Tisdale on hand for net cutting

Wayman Tisdale always will be remembered as a bit player in one of the ugliest incidents in the history of Kansas University’s Allen Fieldhouse.

Tisdale, who died Friday at the age of 44, was among several Oklahoma University basketball players who cut down the nets in the KU arena following a victory over the Jayhawks.

KU fans who were there will never forget the temerity of the Sooners on that late February night in 1984 after OU had posted a 92-82 overtime victory and clinched at least a tie for the Big Eight regular-season title.

“They’re a great team,” first-year KU coach Larry Brown said. “I wish they acted like a great team. I’ve never seen a team cut down the nets on a visiting court.”

But the net snippage was just part of the Sooners’ shabby shtick.

With only eight seconds remaining in the OT and the Sooners leading, 92-80, OU coach Billy Tubbs called a timeout with the apparent purpose of rubbing the KU’s fans’ noses in it.

During that break, OU players and coaches waved at the crowd — some reportedly using the derisive middle-finger gesture — and a few of the fans responded by throwing ice and cups on the floor.

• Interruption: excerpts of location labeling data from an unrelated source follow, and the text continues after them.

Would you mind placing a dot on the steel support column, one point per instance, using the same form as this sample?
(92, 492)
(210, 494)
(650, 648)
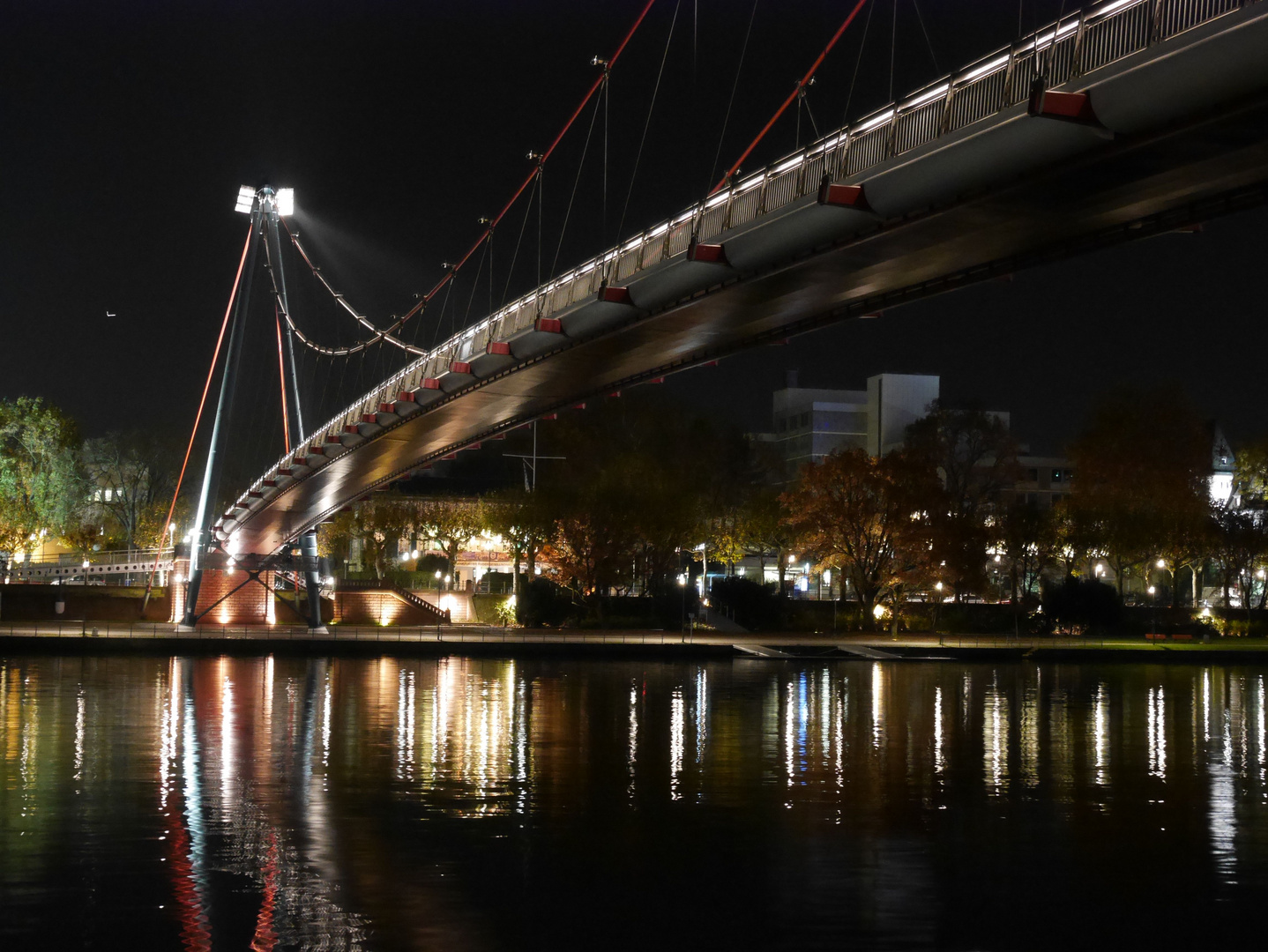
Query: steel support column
(223, 410)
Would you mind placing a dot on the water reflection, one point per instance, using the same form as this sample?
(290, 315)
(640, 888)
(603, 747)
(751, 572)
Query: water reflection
(316, 803)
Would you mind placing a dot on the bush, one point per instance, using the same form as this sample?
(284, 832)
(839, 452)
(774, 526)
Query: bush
(544, 604)
(1083, 604)
(753, 605)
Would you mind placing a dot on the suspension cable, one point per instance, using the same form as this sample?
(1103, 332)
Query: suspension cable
(198, 417)
(379, 335)
(854, 77)
(787, 101)
(581, 167)
(735, 86)
(648, 121)
(546, 156)
(927, 41)
(281, 376)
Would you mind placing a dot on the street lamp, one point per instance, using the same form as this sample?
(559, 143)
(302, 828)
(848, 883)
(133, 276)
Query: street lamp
(937, 604)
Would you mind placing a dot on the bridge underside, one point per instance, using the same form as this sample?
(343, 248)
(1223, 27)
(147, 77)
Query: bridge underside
(816, 264)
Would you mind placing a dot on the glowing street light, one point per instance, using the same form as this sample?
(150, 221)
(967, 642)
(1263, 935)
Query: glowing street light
(283, 200)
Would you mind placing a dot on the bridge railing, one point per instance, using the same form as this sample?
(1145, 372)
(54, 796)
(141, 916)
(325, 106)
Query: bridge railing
(1078, 43)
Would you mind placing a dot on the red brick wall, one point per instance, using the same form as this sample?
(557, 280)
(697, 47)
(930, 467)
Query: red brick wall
(377, 608)
(251, 605)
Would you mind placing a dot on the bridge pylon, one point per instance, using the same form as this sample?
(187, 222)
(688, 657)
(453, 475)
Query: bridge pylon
(266, 207)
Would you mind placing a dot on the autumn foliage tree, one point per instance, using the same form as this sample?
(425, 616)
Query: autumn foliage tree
(1141, 468)
(871, 517)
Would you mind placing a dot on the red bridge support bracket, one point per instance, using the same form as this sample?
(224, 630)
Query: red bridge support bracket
(843, 196)
(1067, 107)
(610, 294)
(706, 254)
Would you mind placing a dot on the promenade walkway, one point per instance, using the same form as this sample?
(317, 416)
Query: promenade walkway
(756, 645)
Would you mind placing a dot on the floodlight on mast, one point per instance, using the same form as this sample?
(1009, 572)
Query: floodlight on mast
(245, 200)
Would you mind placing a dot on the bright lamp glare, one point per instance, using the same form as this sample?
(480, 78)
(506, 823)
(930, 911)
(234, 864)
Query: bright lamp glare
(245, 199)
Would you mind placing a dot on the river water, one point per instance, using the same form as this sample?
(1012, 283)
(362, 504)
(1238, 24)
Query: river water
(469, 804)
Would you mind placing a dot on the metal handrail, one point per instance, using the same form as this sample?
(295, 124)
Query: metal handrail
(1064, 49)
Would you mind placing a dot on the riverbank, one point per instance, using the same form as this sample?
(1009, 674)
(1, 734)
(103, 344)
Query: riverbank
(78, 636)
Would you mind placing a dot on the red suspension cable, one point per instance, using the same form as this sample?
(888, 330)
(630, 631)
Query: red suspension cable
(792, 98)
(281, 376)
(202, 404)
(492, 225)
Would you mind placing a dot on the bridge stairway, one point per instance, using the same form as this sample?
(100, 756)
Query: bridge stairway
(420, 611)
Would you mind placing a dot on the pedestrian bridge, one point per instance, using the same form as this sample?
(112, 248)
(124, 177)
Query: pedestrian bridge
(1121, 121)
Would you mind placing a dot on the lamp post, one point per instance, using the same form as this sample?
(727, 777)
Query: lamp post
(937, 604)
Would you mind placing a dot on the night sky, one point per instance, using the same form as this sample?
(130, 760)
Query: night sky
(130, 127)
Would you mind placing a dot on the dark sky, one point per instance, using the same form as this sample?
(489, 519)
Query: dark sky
(127, 130)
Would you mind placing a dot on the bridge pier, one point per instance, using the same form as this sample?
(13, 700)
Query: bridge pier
(312, 581)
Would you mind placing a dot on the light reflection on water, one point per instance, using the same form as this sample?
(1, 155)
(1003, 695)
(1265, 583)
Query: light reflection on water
(444, 803)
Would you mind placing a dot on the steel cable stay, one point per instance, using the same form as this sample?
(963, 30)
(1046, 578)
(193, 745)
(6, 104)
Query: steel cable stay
(787, 101)
(647, 123)
(387, 335)
(379, 333)
(735, 86)
(572, 198)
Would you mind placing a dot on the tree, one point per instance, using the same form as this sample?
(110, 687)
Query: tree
(381, 523)
(132, 480)
(767, 529)
(523, 521)
(449, 524)
(41, 480)
(870, 517)
(975, 457)
(1027, 539)
(1141, 466)
(1241, 541)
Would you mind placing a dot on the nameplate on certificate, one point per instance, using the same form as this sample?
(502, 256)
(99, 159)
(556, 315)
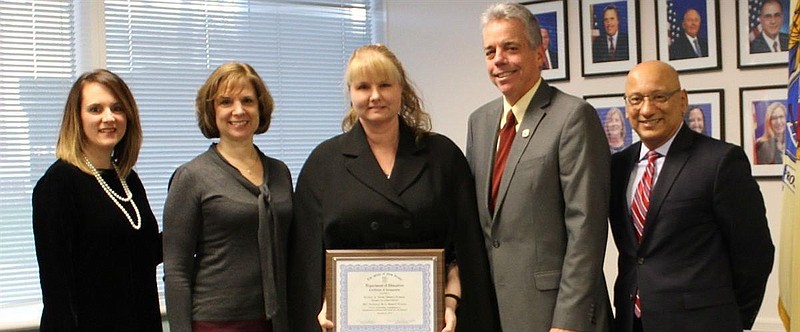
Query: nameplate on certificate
(398, 290)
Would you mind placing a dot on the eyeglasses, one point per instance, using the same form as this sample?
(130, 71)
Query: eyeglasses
(770, 16)
(658, 98)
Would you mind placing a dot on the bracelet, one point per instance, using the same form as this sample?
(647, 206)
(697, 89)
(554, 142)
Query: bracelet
(454, 297)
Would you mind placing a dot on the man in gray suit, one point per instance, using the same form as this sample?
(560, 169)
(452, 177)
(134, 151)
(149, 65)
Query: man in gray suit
(544, 214)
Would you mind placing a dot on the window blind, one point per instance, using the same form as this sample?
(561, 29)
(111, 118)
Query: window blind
(164, 50)
(36, 71)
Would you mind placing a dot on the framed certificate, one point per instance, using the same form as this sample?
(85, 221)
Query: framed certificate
(397, 290)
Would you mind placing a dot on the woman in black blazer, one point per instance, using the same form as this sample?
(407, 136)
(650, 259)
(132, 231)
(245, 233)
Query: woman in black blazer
(388, 182)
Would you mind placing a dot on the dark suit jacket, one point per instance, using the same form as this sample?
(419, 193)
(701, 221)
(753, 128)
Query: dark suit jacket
(681, 48)
(547, 236)
(706, 253)
(600, 52)
(759, 45)
(344, 201)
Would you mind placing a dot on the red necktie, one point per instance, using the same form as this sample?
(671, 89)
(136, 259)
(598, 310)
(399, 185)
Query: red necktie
(611, 49)
(639, 206)
(506, 138)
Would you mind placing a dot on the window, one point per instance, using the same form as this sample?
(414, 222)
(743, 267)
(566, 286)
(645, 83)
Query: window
(164, 50)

Mark Turgeon, now coach at Texas A&M and then a KU freshman guard, summed up the Jayhawks’ feelings when he called the Sooners’ antics “ridiculous.”

The controversial Tubbs, meanwhile, offered no apologies for his and his players’ behavior, insinuating the KU fans deserved it for the way he had been treated while waiting to do a halftime interview on the regionally televised game.

“I got whomped up the side of the head five or six times,” Tubbs told the Daily Oklahoman newspaper. “I got spit on. I got water and Coke and I don’t know what all else thrown at me.”

Tubbs, who also complained about the poor Allen Fieldhouse security, ended his diatribe by saying: “Some of those people ought to have been hauled down to the county jail.”

Kansas officials were as furious about Tubbs’ security remarks as they were about the Sooners’ overtime and post-game deportment, stressing that six officers — three in plainclothes — were assigned to the visiting team.

A few days later, Oklahoma won the Big Eight title outright, and guard Tim McCalister said: “We know were the most hated team in the Big Eight.”

Few begged to differ, but the Sooners would receive a comeuppance, and soon. Following their hijinks at Kansas, Brown had said, “The world is round,” meaning that what goes around comes around.

Sure enough, less than three weeks later, KU and Oklahoma met again in the championship game of the Big Eight tournament at Kansas City’s Kemper Arena. Final score: Kansas 79, Oklahoma 78.

Then, four years later, Brown and the KU faithful enjoyed the ultimate atonement when the underdog Jayhawks shocked Tubbs’ Sooners, 83-79, in the NCAA championship game, also at Kemper Arena.